The new designations also apply to Alejandro Castro Espin, the former head of Cuban intelligence services and the son of former President Raúl Castro, as well as Raul Alejandro Castro Calis, Castro Espin’s son. Other entities added to the sanctions list include the Cuban Institute of Friendship with the Peoples (ICAP), the travel agency Amistur Cuba S.A., the Committees for the Defense of the Revolution, and the mining company Minera La Victoria S.A.

“For decades, Cuba has been the world capital for radical left-wing terrorism,” Rubio said. “The regime in Havana has recruited, trained and backed violent Marxist and ‘third-worldist’ movements across our hemisphere and beyond. Today, we are targeting the network that enables and funds Cuba’s subversive and radical operations.”

Díaz-Canel, in a stated response, rejected the measures as “illegitimate” and said they are “aimed at reinforcing the blockade measures and the scenario of conflict between Cuba and the United States.” He added, “This political blindness is added to the coercive measures applied in recent weeks against our country, designed to harm the Cuban people.

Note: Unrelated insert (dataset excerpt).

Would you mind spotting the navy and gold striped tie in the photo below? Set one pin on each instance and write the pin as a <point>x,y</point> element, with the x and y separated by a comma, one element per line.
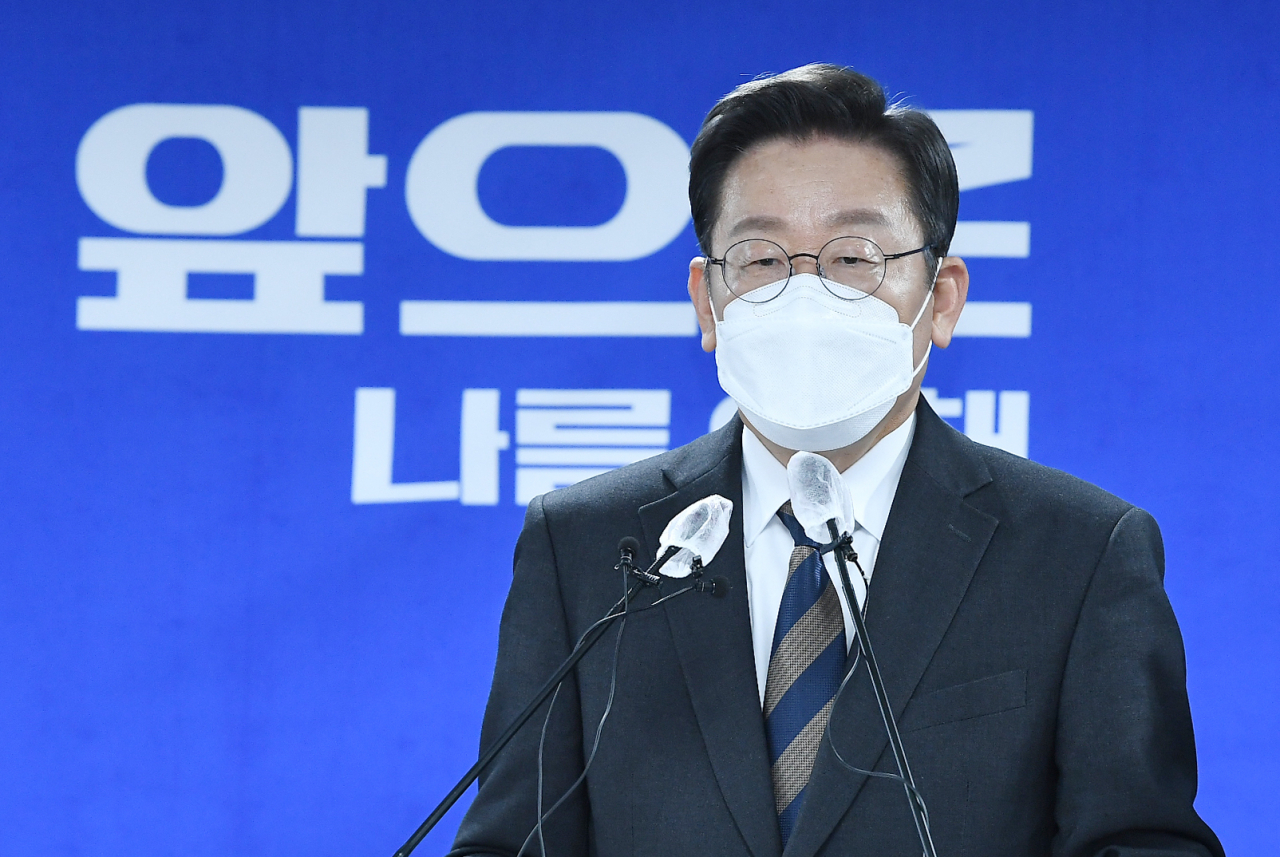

The aggressiveness and perversity of the Yankee government will clash with our determination to confront the worst scenarios and resist the imperialist onslaught.”

The sanctions are the latest in a series of moves by the Trump administration to ratchet up pressure on the Cuban government. The administration has set a Friday deadline for foreign companies to sever ties with GAESA, the business conglomerate run by Cuba’s Armed Forces, a step that has already prompted a mass exodus of tourism-related businesses from the island.

Cuba is also struggling with the effects of a January 2026 executive order by President Donald Trump imposing a fuel blockade on national security grounds. According to the U.N. Office for the Coordination of Humanitarian Affairs and the World Health Organization, the blockade has caused shortages of electricity, fuel, medicine, and medical supplies. The U.N. bodies said emergency care, blood banks, laboratories, immunization programs, and maternal and child health services have all been “severely disrupted.”